Of course, explaining to new Unix users when pipes work and when they don't is much harder than having them rewrite a list of suboptimal commands.
There are commands, such as
date that just aren't going to pay attention to anything that is piped to them and commands --
cd anyway -- that don't generate any output that can be piped to other commands. You can type
ls | ls and get a file listing, but that first
ls is not going to be delivering its output to the second. Similarly,
who | ls is going to give you the same result because
ls isn't looking for content being piped to it.
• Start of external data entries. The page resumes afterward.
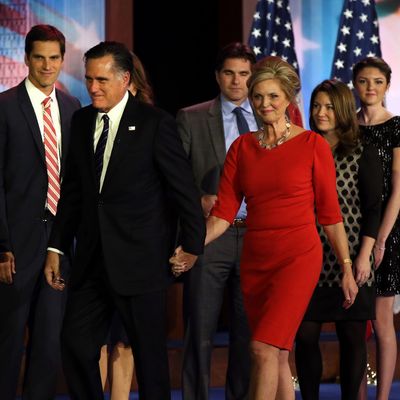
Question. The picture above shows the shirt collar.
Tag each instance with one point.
(37, 95)
(227, 106)
(116, 112)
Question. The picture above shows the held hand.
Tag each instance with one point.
(7, 267)
(379, 252)
(350, 289)
(207, 203)
(182, 261)
(52, 271)
(362, 269)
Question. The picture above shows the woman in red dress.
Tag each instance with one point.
(286, 175)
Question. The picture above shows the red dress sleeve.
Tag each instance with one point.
(230, 195)
(324, 180)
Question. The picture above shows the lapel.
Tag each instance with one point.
(30, 116)
(89, 123)
(129, 118)
(216, 130)
(65, 134)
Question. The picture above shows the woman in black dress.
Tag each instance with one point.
(359, 187)
(371, 79)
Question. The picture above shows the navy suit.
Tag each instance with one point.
(124, 236)
(24, 231)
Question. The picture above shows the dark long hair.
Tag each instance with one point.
(344, 106)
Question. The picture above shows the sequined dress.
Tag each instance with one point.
(385, 137)
(359, 188)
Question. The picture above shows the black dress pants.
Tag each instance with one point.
(87, 319)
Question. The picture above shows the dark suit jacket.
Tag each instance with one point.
(23, 176)
(130, 218)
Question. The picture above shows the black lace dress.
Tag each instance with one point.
(385, 137)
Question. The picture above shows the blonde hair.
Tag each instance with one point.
(275, 68)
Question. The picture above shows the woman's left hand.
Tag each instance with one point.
(350, 289)
(362, 269)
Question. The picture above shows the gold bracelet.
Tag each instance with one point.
(347, 261)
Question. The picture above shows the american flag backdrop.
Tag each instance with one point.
(358, 37)
(272, 35)
(272, 31)
(82, 23)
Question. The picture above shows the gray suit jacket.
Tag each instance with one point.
(202, 133)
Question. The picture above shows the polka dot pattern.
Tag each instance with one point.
(349, 200)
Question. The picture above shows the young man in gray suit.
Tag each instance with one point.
(207, 130)
(28, 202)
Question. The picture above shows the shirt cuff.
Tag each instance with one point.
(55, 250)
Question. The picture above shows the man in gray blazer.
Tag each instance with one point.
(27, 206)
(207, 130)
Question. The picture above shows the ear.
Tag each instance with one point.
(126, 77)
(217, 77)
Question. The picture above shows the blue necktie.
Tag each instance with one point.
(242, 124)
(101, 145)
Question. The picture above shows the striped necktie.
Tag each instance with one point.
(243, 126)
(51, 156)
(101, 146)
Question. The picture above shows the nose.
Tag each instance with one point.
(46, 63)
(91, 86)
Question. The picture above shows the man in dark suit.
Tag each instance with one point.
(125, 173)
(207, 130)
(26, 218)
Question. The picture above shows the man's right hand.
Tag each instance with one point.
(52, 271)
(207, 203)
(7, 267)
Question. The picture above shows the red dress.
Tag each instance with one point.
(282, 254)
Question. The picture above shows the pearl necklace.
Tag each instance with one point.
(282, 139)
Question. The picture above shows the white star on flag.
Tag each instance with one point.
(362, 39)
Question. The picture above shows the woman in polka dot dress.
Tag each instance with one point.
(359, 186)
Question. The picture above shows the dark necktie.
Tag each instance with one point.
(101, 145)
(242, 124)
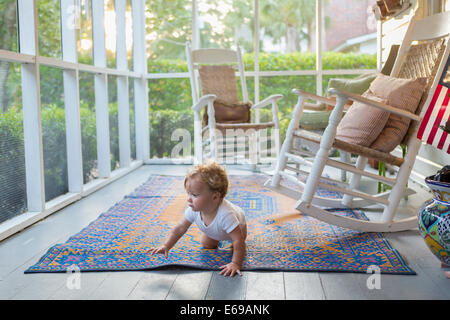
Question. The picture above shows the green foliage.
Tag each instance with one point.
(170, 109)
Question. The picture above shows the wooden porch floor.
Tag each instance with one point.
(21, 250)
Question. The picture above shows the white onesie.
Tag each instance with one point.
(228, 217)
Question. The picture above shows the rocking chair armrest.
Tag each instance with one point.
(313, 96)
(376, 104)
(204, 102)
(267, 101)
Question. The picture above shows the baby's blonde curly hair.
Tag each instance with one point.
(211, 174)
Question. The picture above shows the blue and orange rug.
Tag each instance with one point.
(119, 238)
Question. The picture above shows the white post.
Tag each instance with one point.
(123, 104)
(256, 79)
(71, 97)
(31, 104)
(293, 125)
(195, 30)
(361, 163)
(322, 155)
(101, 91)
(140, 84)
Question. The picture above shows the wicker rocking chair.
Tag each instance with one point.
(422, 54)
(226, 118)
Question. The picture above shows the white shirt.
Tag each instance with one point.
(228, 217)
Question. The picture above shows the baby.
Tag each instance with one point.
(206, 186)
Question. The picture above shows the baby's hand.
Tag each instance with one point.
(231, 269)
(163, 250)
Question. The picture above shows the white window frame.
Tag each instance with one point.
(31, 61)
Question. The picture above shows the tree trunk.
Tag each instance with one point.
(292, 39)
(4, 97)
(7, 31)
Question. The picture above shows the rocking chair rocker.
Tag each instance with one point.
(425, 58)
(225, 115)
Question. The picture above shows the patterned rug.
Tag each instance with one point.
(119, 238)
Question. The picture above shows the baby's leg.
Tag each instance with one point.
(209, 243)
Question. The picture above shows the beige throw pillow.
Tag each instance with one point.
(362, 123)
(404, 94)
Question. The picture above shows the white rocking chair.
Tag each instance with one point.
(214, 71)
(426, 59)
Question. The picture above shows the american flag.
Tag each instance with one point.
(435, 126)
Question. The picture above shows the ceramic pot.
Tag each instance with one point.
(434, 220)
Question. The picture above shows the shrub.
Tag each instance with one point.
(170, 108)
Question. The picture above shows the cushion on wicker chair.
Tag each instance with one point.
(230, 113)
(404, 94)
(362, 124)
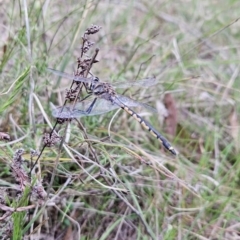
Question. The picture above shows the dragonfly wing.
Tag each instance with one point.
(100, 107)
(67, 112)
(69, 76)
(132, 103)
(147, 82)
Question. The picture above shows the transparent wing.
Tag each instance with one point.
(147, 82)
(67, 112)
(132, 103)
(69, 76)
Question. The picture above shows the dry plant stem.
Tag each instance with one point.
(56, 162)
(85, 75)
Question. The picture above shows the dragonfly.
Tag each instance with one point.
(106, 99)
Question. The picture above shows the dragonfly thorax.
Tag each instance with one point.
(95, 81)
(103, 89)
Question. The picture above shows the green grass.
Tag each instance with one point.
(125, 186)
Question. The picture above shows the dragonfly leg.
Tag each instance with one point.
(91, 106)
(85, 97)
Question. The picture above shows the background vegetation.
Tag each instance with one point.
(113, 180)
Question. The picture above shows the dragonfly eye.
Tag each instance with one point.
(96, 80)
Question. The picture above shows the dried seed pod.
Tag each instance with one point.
(4, 136)
(50, 141)
(93, 29)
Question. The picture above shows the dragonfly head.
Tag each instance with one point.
(95, 81)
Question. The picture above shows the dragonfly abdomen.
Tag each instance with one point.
(147, 126)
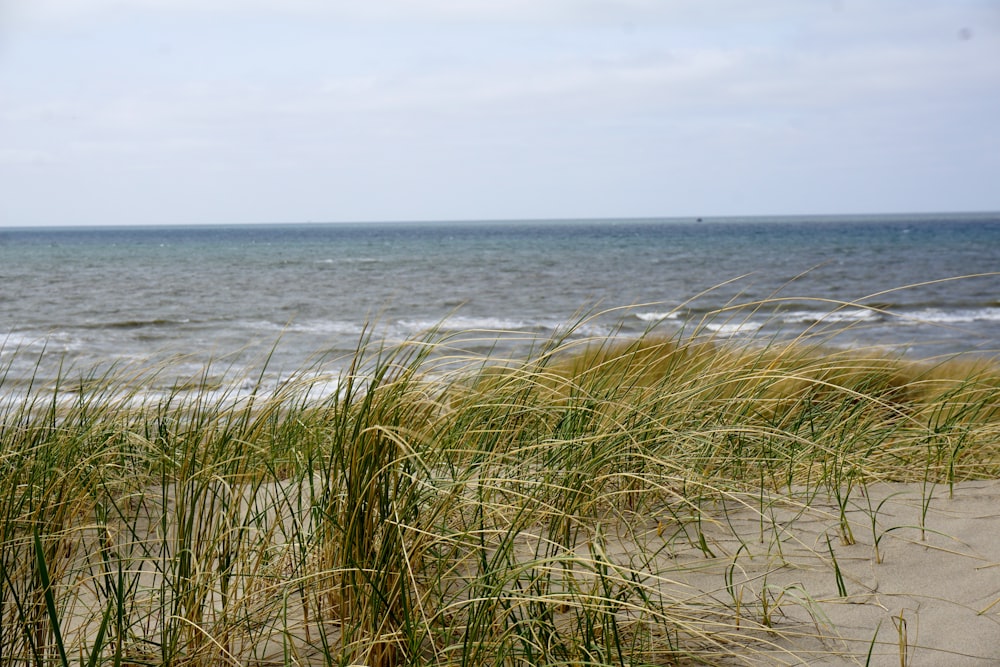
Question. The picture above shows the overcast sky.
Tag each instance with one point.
(239, 111)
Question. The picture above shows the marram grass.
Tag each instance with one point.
(446, 511)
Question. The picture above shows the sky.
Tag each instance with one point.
(245, 111)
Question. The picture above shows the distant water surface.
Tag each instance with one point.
(87, 298)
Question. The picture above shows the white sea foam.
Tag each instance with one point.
(961, 316)
(658, 316)
(734, 328)
(842, 315)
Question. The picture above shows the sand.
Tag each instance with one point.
(766, 578)
(938, 590)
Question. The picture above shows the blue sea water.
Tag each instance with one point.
(89, 298)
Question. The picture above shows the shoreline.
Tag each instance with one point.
(651, 500)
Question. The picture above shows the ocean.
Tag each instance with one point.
(213, 302)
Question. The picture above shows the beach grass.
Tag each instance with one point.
(443, 509)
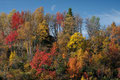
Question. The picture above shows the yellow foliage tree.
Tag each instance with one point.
(75, 63)
(12, 56)
(76, 42)
(42, 30)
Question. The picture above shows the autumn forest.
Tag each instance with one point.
(43, 46)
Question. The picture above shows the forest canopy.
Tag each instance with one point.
(39, 46)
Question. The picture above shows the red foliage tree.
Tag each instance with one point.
(11, 37)
(59, 18)
(41, 59)
(17, 20)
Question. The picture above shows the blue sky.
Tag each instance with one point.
(107, 10)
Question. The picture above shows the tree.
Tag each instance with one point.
(69, 25)
(42, 31)
(79, 23)
(70, 12)
(76, 42)
(12, 56)
(93, 26)
(42, 62)
(38, 16)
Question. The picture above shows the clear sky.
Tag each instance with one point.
(107, 10)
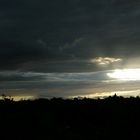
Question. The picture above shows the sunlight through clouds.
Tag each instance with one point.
(105, 60)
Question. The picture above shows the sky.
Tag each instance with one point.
(51, 48)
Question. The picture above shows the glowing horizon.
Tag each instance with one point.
(125, 74)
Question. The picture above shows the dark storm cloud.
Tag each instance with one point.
(34, 32)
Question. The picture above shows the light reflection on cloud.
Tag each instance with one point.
(105, 60)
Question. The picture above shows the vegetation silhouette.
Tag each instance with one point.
(113, 117)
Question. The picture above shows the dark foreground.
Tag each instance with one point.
(111, 118)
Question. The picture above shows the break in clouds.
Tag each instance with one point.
(49, 47)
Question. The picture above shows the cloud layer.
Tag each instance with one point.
(50, 31)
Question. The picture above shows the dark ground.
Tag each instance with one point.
(110, 118)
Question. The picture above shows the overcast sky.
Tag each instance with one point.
(67, 36)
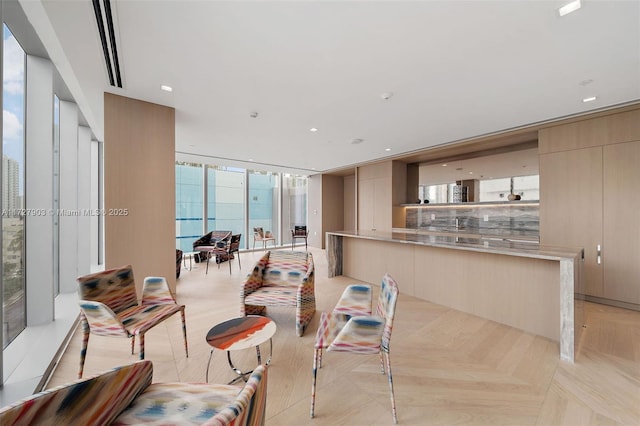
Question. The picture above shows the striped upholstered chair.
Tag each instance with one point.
(109, 307)
(125, 395)
(359, 334)
(281, 278)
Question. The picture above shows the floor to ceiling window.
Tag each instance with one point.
(294, 204)
(263, 202)
(189, 204)
(56, 193)
(225, 200)
(237, 200)
(13, 259)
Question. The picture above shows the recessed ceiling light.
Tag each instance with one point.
(569, 7)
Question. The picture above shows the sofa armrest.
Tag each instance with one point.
(95, 400)
(255, 280)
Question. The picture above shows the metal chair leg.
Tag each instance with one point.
(316, 356)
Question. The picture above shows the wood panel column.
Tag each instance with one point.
(139, 187)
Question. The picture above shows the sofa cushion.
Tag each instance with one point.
(179, 403)
(96, 400)
(201, 404)
(273, 295)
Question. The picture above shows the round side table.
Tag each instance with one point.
(241, 333)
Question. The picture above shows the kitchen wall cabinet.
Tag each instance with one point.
(571, 207)
(621, 224)
(381, 191)
(589, 177)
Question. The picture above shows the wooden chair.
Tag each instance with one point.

Knowing when to use a pipe involves becoming familiar enough with each command to know what you can do with them. Commands such as
touch don't generate output, nor do they read and use content that is piped to them. You can issue a command such as
echo hello | touch, but you're not going to create a file named hello. Instead, you're just going to get a
touch: missing file operand-type of error. Other commands, such as
less can both generate output and read content that is piped to them. Then there are commands like
cal that do one (generate output), but not the other (read piped input) of the two pipe functions.
When you think about Unix commands and pipes this way, it's not so surprising that neophytes find the learning curve of Unix a bit steep and might actually try commands such as
who | ls or
tail -1 dates | cd, never mind
cat myfile | wc -l. Once they fully understand when pipes work, when they don't work and when they don't contribute (and are, thus, useless), they'll be ready to work wonders on the command line.